Ungarns Premier wird seine liebste Pose auch für den EU-Ratsvorsitz nützen. Kann er, solange er Regeln und Gesetze befolgt.
Konrad Kramar

Konrad Kramar

Man muss Viktor Orbán nur einmal bei einem EU-Gipfel erlebt haben, dann weiß man, mit welcher Leidenschaft er den Rebellen spielt. Das mag an seiner – leider sehr lange vergangenen – Vergangenheit als liberaler Oppositioneller liegen, dient aber wohl viel mehr dazu, auf der Klaviatur ungarischer Gefühle die vermutlich liebste Melodie unserer Nachbarn zu spielen: die des von bösen ausländischen Mächten unterdrückten Volkes. Ob es einst die Habsburger waren oder später die sowjetischen Besatzer und heute die EU: Immer gibt es da jemanden, der Ungarn Regeln aufbürdet und dazu den Helden, der sich für sein Volk dagegen auflehnt.

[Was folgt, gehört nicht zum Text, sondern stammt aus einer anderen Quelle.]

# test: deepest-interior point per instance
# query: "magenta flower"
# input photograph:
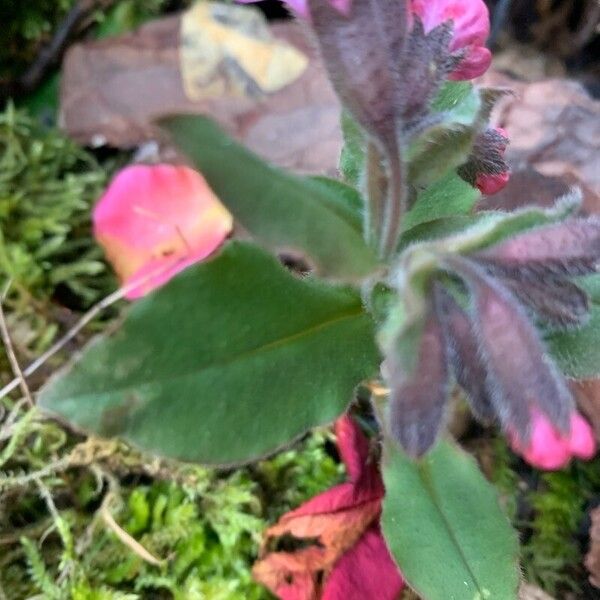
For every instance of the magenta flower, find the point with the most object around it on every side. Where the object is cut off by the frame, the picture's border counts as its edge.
(154, 221)
(471, 22)
(548, 448)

Da werden bereitwillig jene Teile der Geschichte unter den Tisch gekehrt, die nicht zu diesem Mythos passen: dass Ungarn in der Habsburgermonarchie selbst andere Völker nach seiner Pfeife tanzen ließ, dass der Sowjetkommunismus in Ungarn Tausende bereitwillige Helfershelfer vorfand, oder dass Ungarn über Jahrzehnte der größte Pro-Kopf-Empfänger von EU-Fördergeldern war.

Doch die Rebellenpose funktioniert nach wie vor, also wird Orbán gerade im kommenden halben Jahr, wenn Ungarn die Ratspräsidentschaft innehat, sich mit seinen allzeit bereiten Vetos gegen EU-Beschlüsse querlegen, etwa gegen finanzielle Hilfe für die Ukraine oder weitere Schritte bei der Umsetzung des Migrationspakts.

Wie also damit umgehen?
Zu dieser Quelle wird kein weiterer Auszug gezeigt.